Vor der Pensionierung richteten sich unsere Eltern ihr Zuhause näher beim Dorf ein. Mit Freude und Wohlwollen überschrieben sie den Landwirtschaftsbetrieb an Felix und Trudi. Mueti war offen für neue Herausforderungen, arbeitete auswärts als Näherin. In der Brestenegg war sie trotzdem gerne zur Mitarbeit anzutreffen. 

Sie genoss die Zeit um zu lesen und Mozart zu hören. Mueti liebte die Natur, Blumen, Gartenarbeiten, Tiere und tankte Energie bei Waldspaziergängen. Ihre Kreativität lebte auf, Krippenfiguren, Scherenschnitte und zierliche Blumenkarten gestaltete sie. Alte Bauernschränke blühten neu auf, Verse in sorgfältiger Kaligraphie zählten nun zu ihren Hobbys. 

19 Grosskinder wuchsen über die Jahre heran. Mueti hütete sie mit einer Engelsgeduld, wann immer sie gerufen wurde. Ihr siebtes Urgrosskind wurde kürzlich geboren. Bescheiden ist sie als Grosi geblieben und umsorgte ihre Familie unermüdlich.

Das hohe Alter hinterliess Spuren bei unserem Vater. Äusserst fürsorglich hat ihn Mueti auf diesem beschwerlichen Weg begleitet. Ende Juli 2011 mussten wir gemeinsam von Vater Abschied nehmen – eine schmerzliche Lücke entstand. 

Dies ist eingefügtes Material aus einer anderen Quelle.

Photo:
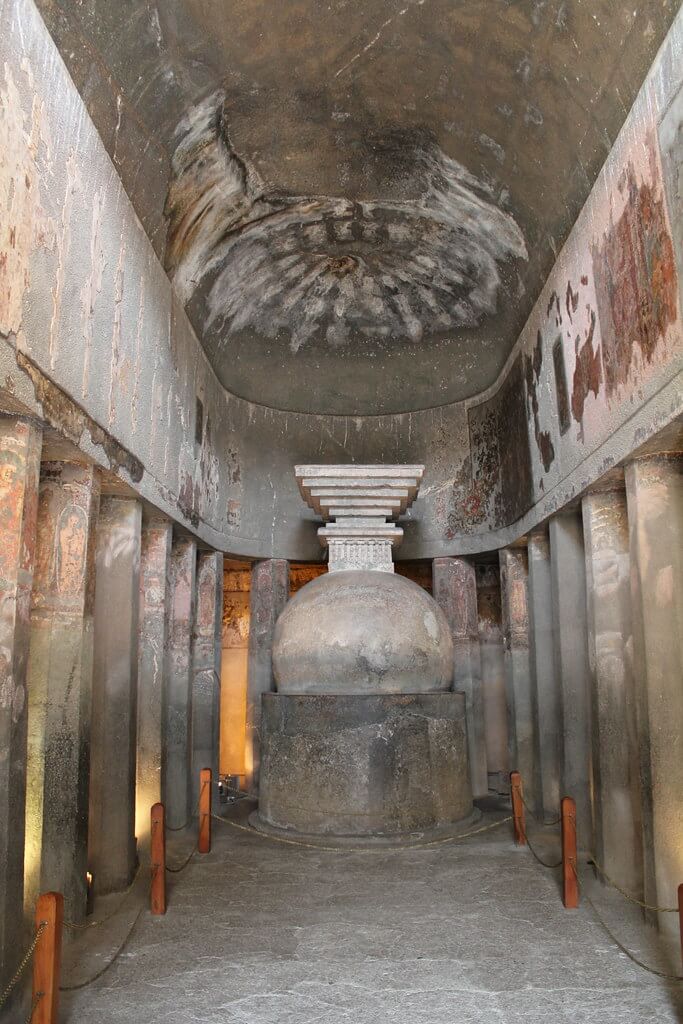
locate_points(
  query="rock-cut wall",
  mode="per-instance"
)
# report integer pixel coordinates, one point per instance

Mueti packte ihr Leben neu an und mobilisierte alle Kräfte um möglichst lange selbständig zu bleiben. Knapp vor ihrem 90. Geburtstag entschloss sie sich kurzfristig ins Sonnbühl, ins Altersheim umzusiedeln. Dankbar zeigte sich Mueti für die wertschätzende und kompetente Betreuung. Neue Bekanntschaften wurden geknüpft, alte Beziehungen vertieft. Ausfahrten liebte sie über alles, vor allem ins Seetal, in ihre tief verbundene Heimat. Sie schwärmte jeden Frühling von der herrlichen Pracht der blühenden Kirsch- und Apfelblüten. Mueti sah das Schöne in den kleinsten Dingen und strahlte damit Herzlichkeit aus. 

Bei den täglichen Spaziergängen mit ihrem Rollator zog sie sich leise zurück in den Schatten eines Baumes – gerne um zu lesen oder der Natur zu lauschen, dies gelang ihr bis drei Wochen vor ihrem Abschied. 

Mit dem Verlassen ihrer letzten Kräfte verabschiedete sich Mueti von allen ihren geliebten Kindern und deren Familien, bevor sie im kleinen Kreise der Familie friedlich einschlafen durfte. 

Herzlichen Dank all jene Menschen, die unserem Mueti verbunden sind, wertvolle Zeit miteinander geteilt haben, ob in Freundschaft, treuer Begleitung oder wertvoller Betreuung. 

«Unendlich dankbar sind wir dir Mueti für deine Liebe! Du lebst immer weiter in unseren Herzen.»